Uma das investigações mais representativas ocorreu durante a Operação Amicus Regem, que cumpriu mandados de busca e apreensão em Porto Velho (RO), Brasília (DF), Cuiabá (MT), São Paulo e Itaituba (PA) em busca de provas e bens de interesse das investigações contra empresários, advogados, servidores públicos e empresas envolvidas na formação de uma organização criminosa que conseguiu lucrar mais de R$ 330 milhões por meio grilagem de terras e fraudes no estado de Rondônia ocorridas entre 2011 e 2015.
Outras duas operações conjuntas foram deflagradas com o objetivo de proteger a terra indígena Karipuna, que abrange os municípios de Porto Velho e Nova Mamoré.
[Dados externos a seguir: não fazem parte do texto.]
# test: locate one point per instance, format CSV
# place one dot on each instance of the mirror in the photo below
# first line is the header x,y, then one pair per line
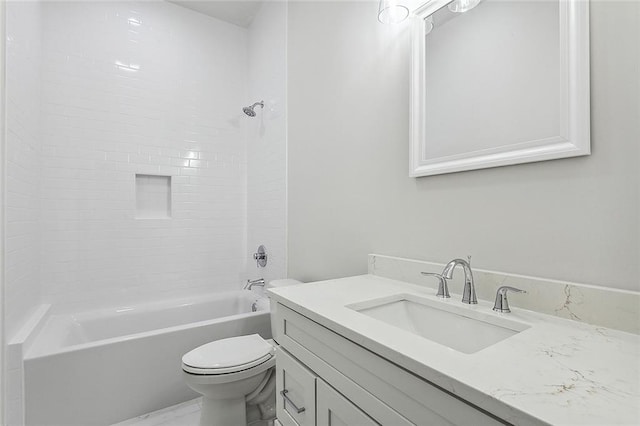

As operações Karipuna e Floresta Virtual culminaram na expedição de 15 mandados de prisão e 34 de busca e apreensão pela 5ª Vara da Justiça Federal, além do sequestro de bens dos investigados até o valor de R$ 46.096.433,30. Os delitos apurados nos inquéritos policiais incluem estelionato, furto de madeira, receptação, invasão de terras da União, desmatamento ilegal, lavagem de dinheiro, crimes contra a ordem tributária e constituição e participação em organização criminosa. Nos últimos anos, a região vem sofrendo com intensa atuação criminosa de madeireiros e grileiros, sendo constatado que 11 mil hectares já foram devastados em razão da exploração ilícita.
Aprimoramento da atuação - No campo da mineração ilegal de ouro, a produção de conhecimento, consolidada em um Manual de Atuação que analisa toda a legislação aplicável ao garimpo de ouro na Amazônia, colaborou, por exemplo, para o ajuizamento de ação civil pública em Santarém (PA), com foco na instituição de mecanismos de controle da origem e circulação do ouro por parte de órgãos como a Receita Federal do Brasil, a Agência Nacional de Mineração e o Banco Central do Brasil.
Segundo o procurador da República Paulo de Tarso Oliveira, membro integrante do MPF no Pará, a publicação traça uma espécie de perfil do garimpeiro de hoje em dia. “O manual é um instrumento valioso na documentação da memória institucional e serve como norte para procuradores que precisem lidar com a temática. Nesse ponto, vale registrar que direito minerário não é cadeira obrigatória nas faculdades de direito e que o Estado brasileiro teceu um emaranhado legislativo complexo de difícil compreensão da matéria”, pontuou.
O manual também tem sido consultado por órgãos e entidades do Estado brasileiro, organizações não-governamentais e entidades representativas dos setores relacionados à mineração e ao mercado de ouro, observa o procurador. “Todos são unânimes na compreensão de que há falhas graves na cadeia de produção e introdução de ouro no sistema financeiro, sendo necessário esforço interinstitucional no sentido da rastreabilidade do ouro, para que a atividade de extração mineral e a demanda por ouro não cause nem compactue com a destruição da floresta e dos seus povos”, concluiu.
Perspectivas – A coordenadora da Força-Tarefa Amazônia assinala que há três grandes desafios para a atuação do MPF em relação às problemáticas relacionadas à floresta e suas populações, especialmente no cenário atual de avanço da destruição em grande escala e considerando todas as consequências negativas decorrentes para a humanidade.
“Seguir desenvolvendo e testando metodologias que sejam capazes de enfrentar, num contexto de recursos escassos, os ilícitos ambientais crescentes, seja na área criminal, seja na área cível; mobilizar recursos humanos para esse enfrentamento, agregando força de trabalho a esse empenho de proteção e preservação do meio ambiente e dos direitos das populações amazônidas; e difundir a percepção de que essa pauta tem cunho existencial e precisa ser priorizada, já que a destruição da floresta traz efeitos afetando direitos humanos de seus povos e também de todos os habitantes do Brasil, da América do Sul e do planeta, no contexto de mudanças climáticas atual”, declarou Ana Carolina Bragança.